On a triangular stage in Southeast's warehouse-turned-theater, the mistress complains: "too many flowers, it's death." But the meager flower arrangements are out-of-season plastic blossoms. The wardrobe looks like a tacky mix of items that were never in style and pulled from clashing decades. That impossibly narrow dressing room chair is cute, but enough of these low-budget attempts at bougie dressing-room realism! If I wouldn't buy it on sale, I don't buy it onstage.

The stage is restrictive on purpose, but it backfires. Audiences spend the intermission-free show facing a corner of the mistress' private room. While the directors' intent was to mimic the characters' claustrophobia, instead, all sound gets sucked up into the ceiling or muffled by the air conditioner. But don't dare turn the AC off. Instead, the actors should project and annunciate, and stop shouting.

It is true that the cast had technical control of the demanding language in Martin Crimp's translation—perhaps too much control. The line "My jet of spit is my spray of diamonds" deserves some slobber. It's clear early on that this show was never going to go there.

After the play, my date and I searched online for the film Murderous Maids, based on the same scintillating true story of the Papin sisters. The sex and scorn in that three-minute trailer raised my pulse higher than Public Citizen's production ever managed.
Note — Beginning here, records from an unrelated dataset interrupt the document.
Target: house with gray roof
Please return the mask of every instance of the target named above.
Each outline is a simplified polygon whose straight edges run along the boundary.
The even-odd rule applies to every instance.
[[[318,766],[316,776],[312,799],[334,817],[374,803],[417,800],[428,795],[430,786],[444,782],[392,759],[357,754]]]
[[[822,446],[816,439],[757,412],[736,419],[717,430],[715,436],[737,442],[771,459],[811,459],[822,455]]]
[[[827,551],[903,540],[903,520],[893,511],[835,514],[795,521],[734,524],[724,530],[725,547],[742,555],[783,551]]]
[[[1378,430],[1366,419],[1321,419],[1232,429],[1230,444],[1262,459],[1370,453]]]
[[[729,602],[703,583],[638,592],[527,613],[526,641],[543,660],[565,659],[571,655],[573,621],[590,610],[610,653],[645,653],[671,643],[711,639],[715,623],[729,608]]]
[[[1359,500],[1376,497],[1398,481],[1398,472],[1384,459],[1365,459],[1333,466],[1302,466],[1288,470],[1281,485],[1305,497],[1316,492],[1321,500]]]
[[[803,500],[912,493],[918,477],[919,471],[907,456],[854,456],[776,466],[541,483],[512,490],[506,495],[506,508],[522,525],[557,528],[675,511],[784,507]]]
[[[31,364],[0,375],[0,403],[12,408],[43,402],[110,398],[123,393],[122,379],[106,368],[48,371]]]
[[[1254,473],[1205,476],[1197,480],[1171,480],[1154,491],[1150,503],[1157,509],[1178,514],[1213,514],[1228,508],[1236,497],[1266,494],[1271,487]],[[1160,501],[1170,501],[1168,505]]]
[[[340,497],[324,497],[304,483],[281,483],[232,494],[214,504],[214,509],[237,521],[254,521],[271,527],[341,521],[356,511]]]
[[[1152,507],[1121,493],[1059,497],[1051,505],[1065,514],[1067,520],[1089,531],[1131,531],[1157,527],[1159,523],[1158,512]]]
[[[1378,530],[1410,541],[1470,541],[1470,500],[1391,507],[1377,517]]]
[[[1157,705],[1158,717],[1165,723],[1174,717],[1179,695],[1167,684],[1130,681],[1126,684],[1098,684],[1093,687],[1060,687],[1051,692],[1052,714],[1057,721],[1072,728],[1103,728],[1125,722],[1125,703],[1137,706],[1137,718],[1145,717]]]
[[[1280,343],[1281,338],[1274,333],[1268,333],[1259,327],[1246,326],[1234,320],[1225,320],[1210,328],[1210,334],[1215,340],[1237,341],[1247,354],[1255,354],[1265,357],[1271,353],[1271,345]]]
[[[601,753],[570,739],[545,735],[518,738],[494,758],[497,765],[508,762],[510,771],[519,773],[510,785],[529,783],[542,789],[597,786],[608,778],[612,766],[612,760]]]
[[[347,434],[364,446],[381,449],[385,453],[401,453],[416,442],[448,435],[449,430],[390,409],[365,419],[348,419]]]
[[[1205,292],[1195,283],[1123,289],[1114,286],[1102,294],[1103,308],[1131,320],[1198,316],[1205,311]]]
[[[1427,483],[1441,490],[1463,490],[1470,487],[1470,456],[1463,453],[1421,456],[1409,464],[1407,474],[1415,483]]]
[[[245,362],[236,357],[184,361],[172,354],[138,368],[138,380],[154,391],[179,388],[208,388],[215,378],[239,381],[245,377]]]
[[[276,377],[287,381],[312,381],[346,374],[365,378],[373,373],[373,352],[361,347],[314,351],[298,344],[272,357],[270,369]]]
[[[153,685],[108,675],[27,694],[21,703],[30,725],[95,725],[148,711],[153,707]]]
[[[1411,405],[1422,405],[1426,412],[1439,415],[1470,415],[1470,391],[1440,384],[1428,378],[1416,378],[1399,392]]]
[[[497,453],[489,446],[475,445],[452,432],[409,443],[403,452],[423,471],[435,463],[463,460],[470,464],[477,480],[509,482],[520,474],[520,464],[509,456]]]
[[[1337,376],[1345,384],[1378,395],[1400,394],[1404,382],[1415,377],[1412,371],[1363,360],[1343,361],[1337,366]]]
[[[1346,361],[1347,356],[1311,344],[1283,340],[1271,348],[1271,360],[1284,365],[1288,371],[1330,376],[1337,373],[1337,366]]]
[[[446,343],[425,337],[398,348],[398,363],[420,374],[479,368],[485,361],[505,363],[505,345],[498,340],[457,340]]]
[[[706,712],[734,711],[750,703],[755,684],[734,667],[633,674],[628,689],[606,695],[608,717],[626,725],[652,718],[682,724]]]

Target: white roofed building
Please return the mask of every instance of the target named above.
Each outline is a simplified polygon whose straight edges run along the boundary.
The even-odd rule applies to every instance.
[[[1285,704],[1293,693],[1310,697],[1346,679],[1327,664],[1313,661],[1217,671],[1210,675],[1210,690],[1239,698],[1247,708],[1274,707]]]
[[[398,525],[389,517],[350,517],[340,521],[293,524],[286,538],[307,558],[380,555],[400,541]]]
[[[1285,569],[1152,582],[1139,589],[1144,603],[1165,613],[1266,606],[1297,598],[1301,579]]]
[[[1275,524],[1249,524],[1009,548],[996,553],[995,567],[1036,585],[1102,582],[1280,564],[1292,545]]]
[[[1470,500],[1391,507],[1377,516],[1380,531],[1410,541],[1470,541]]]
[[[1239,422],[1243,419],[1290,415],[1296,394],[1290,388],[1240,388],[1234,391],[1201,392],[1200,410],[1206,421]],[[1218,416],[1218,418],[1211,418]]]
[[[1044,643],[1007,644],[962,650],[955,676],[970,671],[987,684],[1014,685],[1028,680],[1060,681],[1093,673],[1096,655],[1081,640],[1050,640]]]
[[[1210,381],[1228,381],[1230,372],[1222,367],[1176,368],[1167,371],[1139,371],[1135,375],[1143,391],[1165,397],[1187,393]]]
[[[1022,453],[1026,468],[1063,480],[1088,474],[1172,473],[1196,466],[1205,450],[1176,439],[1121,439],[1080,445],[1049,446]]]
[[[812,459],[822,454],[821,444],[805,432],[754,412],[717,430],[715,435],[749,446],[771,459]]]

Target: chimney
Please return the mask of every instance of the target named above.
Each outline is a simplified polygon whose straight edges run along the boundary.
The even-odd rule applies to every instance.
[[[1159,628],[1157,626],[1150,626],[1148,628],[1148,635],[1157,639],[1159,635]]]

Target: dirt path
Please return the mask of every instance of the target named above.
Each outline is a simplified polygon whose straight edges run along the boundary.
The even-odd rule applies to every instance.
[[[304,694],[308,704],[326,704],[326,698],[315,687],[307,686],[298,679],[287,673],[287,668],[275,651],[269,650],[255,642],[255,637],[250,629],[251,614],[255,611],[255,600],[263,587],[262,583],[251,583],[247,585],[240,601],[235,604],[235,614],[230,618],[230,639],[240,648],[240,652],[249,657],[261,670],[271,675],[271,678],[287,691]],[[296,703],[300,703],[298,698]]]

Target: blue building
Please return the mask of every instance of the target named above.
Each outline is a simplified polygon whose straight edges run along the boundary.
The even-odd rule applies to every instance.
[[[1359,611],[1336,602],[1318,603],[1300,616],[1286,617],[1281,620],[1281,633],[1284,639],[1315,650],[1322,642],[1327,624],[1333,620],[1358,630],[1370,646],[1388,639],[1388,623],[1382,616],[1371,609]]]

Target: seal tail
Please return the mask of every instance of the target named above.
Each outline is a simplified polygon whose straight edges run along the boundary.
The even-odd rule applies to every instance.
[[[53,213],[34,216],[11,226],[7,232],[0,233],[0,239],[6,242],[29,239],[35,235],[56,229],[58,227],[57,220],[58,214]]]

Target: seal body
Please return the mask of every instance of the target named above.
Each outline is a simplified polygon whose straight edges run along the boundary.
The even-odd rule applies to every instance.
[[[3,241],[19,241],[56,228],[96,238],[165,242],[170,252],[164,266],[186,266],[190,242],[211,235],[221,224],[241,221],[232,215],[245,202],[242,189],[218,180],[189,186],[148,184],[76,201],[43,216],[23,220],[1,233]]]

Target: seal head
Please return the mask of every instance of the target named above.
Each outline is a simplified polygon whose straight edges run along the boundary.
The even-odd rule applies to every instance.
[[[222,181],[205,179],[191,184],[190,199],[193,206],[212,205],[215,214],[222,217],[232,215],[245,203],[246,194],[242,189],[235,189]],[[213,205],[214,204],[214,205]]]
In his director's note, Aaron Filyaw promises this production will be funny. One of the maids (it's so hard to keep them straight) says to the other, "We should be laughing or our tragedy will blow us out the window." A sense of humor can help one through many trying circumstances, such as servitude, strangling or seeing this play. Is it hateful to be so harsh, or harsh to be so hateful? The audience can be a cruel mistress, but as the play points out, she is also "the excuse for all your ridiculous play-acting."

See it: The Maids is at Shaking the Tree Theatre, 823 SE Grant St., 503-235-0635. 8 pm Thursday-Saturday and 2 pm Sunday, through Aug. 21. $15-$25.